For more on marking an answer as the "Best Answer", please visit our FAQ.I do what georgeous has said - simply divide two numbers so that the result has a recurring decimal. You have almost the same model of calculator as I do so I don't think there is a better way than this (but what could be quicker anyway?)
All the recurring decimals where it is all the same number (0.1111111..., 0.2222222... etc.) are just x/9. So 1/9 = 0.1111111...; 5/9 = 0.5555555... and so on.
For the more difficult ones, such as 0.7171717171... you can work them out like this:
x = 0.7171717171...
100x = 71.7171717171...
100x - x = 99x
71.7171... - 0.7171... = 71
99x = 71
x = 71/99 = 0.7171717171...
You can see that, for single recurring decimals (0.xxxxxxxxx...) you divide "x" by 9 to get the decimal on the calculator.
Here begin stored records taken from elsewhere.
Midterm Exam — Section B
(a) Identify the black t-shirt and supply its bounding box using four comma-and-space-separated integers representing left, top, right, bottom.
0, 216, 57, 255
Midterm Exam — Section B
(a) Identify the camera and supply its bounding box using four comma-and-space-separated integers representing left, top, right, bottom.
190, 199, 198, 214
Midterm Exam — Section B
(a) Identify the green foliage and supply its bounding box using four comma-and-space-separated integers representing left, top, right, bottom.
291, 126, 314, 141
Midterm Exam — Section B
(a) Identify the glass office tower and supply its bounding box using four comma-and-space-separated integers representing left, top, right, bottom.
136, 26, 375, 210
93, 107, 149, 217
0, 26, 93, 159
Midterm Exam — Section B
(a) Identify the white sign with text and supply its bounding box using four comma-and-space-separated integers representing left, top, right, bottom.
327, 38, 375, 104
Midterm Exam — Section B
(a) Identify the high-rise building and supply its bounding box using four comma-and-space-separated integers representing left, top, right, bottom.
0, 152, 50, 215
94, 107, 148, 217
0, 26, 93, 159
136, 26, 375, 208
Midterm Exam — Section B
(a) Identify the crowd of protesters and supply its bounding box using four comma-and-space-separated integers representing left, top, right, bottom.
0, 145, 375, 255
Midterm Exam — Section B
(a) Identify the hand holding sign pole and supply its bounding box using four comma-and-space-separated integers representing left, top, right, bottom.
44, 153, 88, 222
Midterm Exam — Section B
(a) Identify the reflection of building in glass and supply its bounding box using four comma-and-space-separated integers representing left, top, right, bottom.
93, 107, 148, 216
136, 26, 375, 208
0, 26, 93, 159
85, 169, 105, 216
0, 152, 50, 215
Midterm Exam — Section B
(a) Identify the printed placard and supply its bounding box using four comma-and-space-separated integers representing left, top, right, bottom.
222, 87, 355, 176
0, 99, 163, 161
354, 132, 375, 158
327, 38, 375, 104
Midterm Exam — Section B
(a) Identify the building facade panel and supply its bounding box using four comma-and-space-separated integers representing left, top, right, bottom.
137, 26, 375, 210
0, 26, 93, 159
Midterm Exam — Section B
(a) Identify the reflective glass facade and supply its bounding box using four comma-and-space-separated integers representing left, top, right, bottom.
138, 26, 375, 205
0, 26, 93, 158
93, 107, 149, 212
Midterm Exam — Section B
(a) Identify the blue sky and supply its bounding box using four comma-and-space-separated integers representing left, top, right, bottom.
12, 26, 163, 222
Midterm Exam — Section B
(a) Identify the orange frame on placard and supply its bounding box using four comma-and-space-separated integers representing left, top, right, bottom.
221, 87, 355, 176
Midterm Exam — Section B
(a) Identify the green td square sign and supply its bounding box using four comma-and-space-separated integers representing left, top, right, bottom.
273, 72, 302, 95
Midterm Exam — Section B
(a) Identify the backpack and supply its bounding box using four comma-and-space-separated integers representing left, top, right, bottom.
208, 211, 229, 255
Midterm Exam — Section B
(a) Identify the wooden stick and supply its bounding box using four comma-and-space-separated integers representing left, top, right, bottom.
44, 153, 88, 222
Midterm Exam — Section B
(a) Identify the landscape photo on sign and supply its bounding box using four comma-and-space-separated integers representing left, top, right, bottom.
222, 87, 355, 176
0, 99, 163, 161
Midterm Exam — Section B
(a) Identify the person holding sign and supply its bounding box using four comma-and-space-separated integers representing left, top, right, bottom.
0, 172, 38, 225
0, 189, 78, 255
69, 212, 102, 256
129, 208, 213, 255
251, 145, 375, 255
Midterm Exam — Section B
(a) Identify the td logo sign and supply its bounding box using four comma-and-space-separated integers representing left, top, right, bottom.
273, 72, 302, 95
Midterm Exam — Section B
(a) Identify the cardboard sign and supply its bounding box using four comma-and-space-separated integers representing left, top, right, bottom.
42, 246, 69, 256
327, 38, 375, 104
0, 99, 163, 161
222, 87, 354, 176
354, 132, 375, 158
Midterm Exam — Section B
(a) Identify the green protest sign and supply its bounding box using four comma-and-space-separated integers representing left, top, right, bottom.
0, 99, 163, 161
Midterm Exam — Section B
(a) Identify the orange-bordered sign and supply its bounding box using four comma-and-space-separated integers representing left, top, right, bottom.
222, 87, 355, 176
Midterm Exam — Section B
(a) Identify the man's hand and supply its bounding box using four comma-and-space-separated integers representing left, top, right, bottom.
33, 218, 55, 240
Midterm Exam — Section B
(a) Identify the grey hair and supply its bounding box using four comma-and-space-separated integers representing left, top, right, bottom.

For double recurring decimals (0.xyxyxyxyxy...) you divide the number "xy" by 99 where xy is not "x times y" but a number, e.g. for 25, x = 2, y = 5. For a three-number recurring decimal, you divide "xyz" by 999 and so on, so you see you can quickly get this kind of number on your calculator screen.
For recurring decimals that do not recur from the start, e.g. 0.596424242424242... you can either add 0.596 to the easy fraction 0.424242... (but divided by 1000) or work them out in a single fraction, i.e. 59,046 / 99,000 = 0.596424242...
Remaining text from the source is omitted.